We see that from a dosing standpoint, it's well tolerated, both in non-GLP and GLP studies, in the dose levels that we need to be in humans. And lastly, we're the only ones that did the translation to higher species in the context of can we look at human cells, mouse in vivo, and monkey in vivo, and build that correlation between in vitro and in vivo? We're the only ones that have been able to do that. So this preclinical package supports our goal to submit a regulatory filing in Q4, in the second half of 2024, with data in the second half of 2025. I'd like to highlight just two things before we end. We recently hired Kemi as our Chief Medical Officer. She comes from Ultragenyx and Ionis.

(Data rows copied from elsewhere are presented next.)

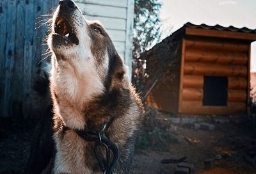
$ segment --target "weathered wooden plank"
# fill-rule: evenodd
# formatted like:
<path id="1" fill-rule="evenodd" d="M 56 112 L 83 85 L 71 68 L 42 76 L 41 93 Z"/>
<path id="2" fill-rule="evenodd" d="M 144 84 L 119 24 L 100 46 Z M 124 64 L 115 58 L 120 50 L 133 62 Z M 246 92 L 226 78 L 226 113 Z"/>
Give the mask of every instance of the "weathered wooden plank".
<path id="1" fill-rule="evenodd" d="M 247 86 L 247 79 L 246 77 L 228 77 L 228 89 L 232 90 L 246 90 L 250 89 Z"/>
<path id="2" fill-rule="evenodd" d="M 77 3 L 83 13 L 86 15 L 126 19 L 126 8 L 114 7 L 91 4 Z"/>
<path id="3" fill-rule="evenodd" d="M 0 117 L 4 116 L 4 92 L 5 78 L 5 51 L 6 44 L 6 19 L 8 15 L 8 0 L 0 1 Z M 6 114 L 6 113 L 4 113 Z M 5 115 L 5 117 L 8 115 Z"/>
<path id="4" fill-rule="evenodd" d="M 246 65 L 248 62 L 246 53 L 237 52 L 236 51 L 211 51 L 204 49 L 188 49 L 185 54 L 186 61 L 239 65 Z"/>
<path id="5" fill-rule="evenodd" d="M 116 19 L 113 17 L 84 15 L 86 20 L 99 20 L 107 29 L 126 29 L 126 20 L 124 19 Z"/>
<path id="6" fill-rule="evenodd" d="M 22 80 L 23 80 L 23 52 L 25 26 L 25 0 L 17 1 L 16 4 L 15 42 L 15 62 L 11 81 L 12 108 L 13 116 L 22 117 Z"/>
<path id="7" fill-rule="evenodd" d="M 246 90 L 246 77 L 228 77 L 228 88 L 232 90 Z M 183 77 L 183 86 L 192 88 L 203 88 L 204 75 L 185 75 Z"/>
<path id="8" fill-rule="evenodd" d="M 228 90 L 228 101 L 230 102 L 246 102 L 247 90 Z"/>
<path id="9" fill-rule="evenodd" d="M 182 90 L 182 100 L 202 101 L 204 91 L 202 88 L 184 88 Z"/>
<path id="10" fill-rule="evenodd" d="M 13 72 L 15 61 L 15 20 L 16 20 L 16 0 L 9 1 L 6 19 L 6 49 L 5 52 L 5 79 L 4 89 L 3 116 L 12 115 L 11 93 L 12 75 Z"/>
<path id="11" fill-rule="evenodd" d="M 248 70 L 246 66 L 186 62 L 184 70 L 186 75 L 246 77 Z"/>
<path id="12" fill-rule="evenodd" d="M 187 39 L 186 43 L 186 49 L 187 50 L 225 51 L 243 52 L 246 53 L 248 50 L 247 44 L 219 40 Z"/>
<path id="13" fill-rule="evenodd" d="M 75 2 L 120 7 L 127 7 L 127 0 L 75 0 Z"/>
<path id="14" fill-rule="evenodd" d="M 202 88 L 184 88 L 182 90 L 182 100 L 202 101 L 204 90 Z M 228 102 L 245 102 L 246 100 L 246 90 L 228 90 Z"/>
<path id="15" fill-rule="evenodd" d="M 125 42 L 125 31 L 108 29 L 108 34 L 113 42 Z"/>
<path id="16" fill-rule="evenodd" d="M 182 101 L 180 106 L 180 113 L 186 114 L 204 115 L 220 114 L 229 115 L 232 113 L 244 113 L 246 102 L 228 102 L 227 106 L 205 106 L 202 102 Z"/>
<path id="17" fill-rule="evenodd" d="M 130 69 L 128 77 L 132 80 L 132 42 L 133 42 L 133 14 L 134 13 L 134 1 L 127 0 L 127 10 L 126 20 L 126 37 L 125 37 L 125 63 Z"/>
<path id="18" fill-rule="evenodd" d="M 35 0 L 36 1 L 36 0 Z M 33 0 L 26 1 L 25 14 L 25 40 L 23 61 L 23 114 L 27 117 L 30 114 L 30 93 L 31 87 L 31 67 L 33 58 L 34 31 L 35 31 L 35 10 Z M 35 55 L 35 54 L 34 54 Z"/>
<path id="19" fill-rule="evenodd" d="M 186 42 L 184 38 L 182 38 L 182 50 L 181 50 L 181 63 L 180 63 L 180 85 L 179 91 L 179 112 L 182 112 L 181 104 L 182 100 L 182 90 L 183 90 L 183 77 L 185 74 L 185 71 L 184 70 L 184 61 L 185 61 L 185 51 L 186 49 Z"/>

She's done many, many translational studies, at least in this early translational phase, as well as all the way through approval. And the second individual that we just recently hired is Jeff Cerio from Atomwise. Prior to that, he was at Moderna and took the company public. So we have a very, very strong team with a strong drug development background. I believe we have somewhere between 25 INDs filed between the few of us, and have taken more than 10 therapies from an approval standpoint. From a board perspective, we just recently brought on Kate Knobil. Kate completes our board in the context of having clinical experience at the board. Most recently, she was CMO of Agilent, and prior to that, she was Chief Medical Officer of GSK.

With that, I'd like to end, and happy to take any questions.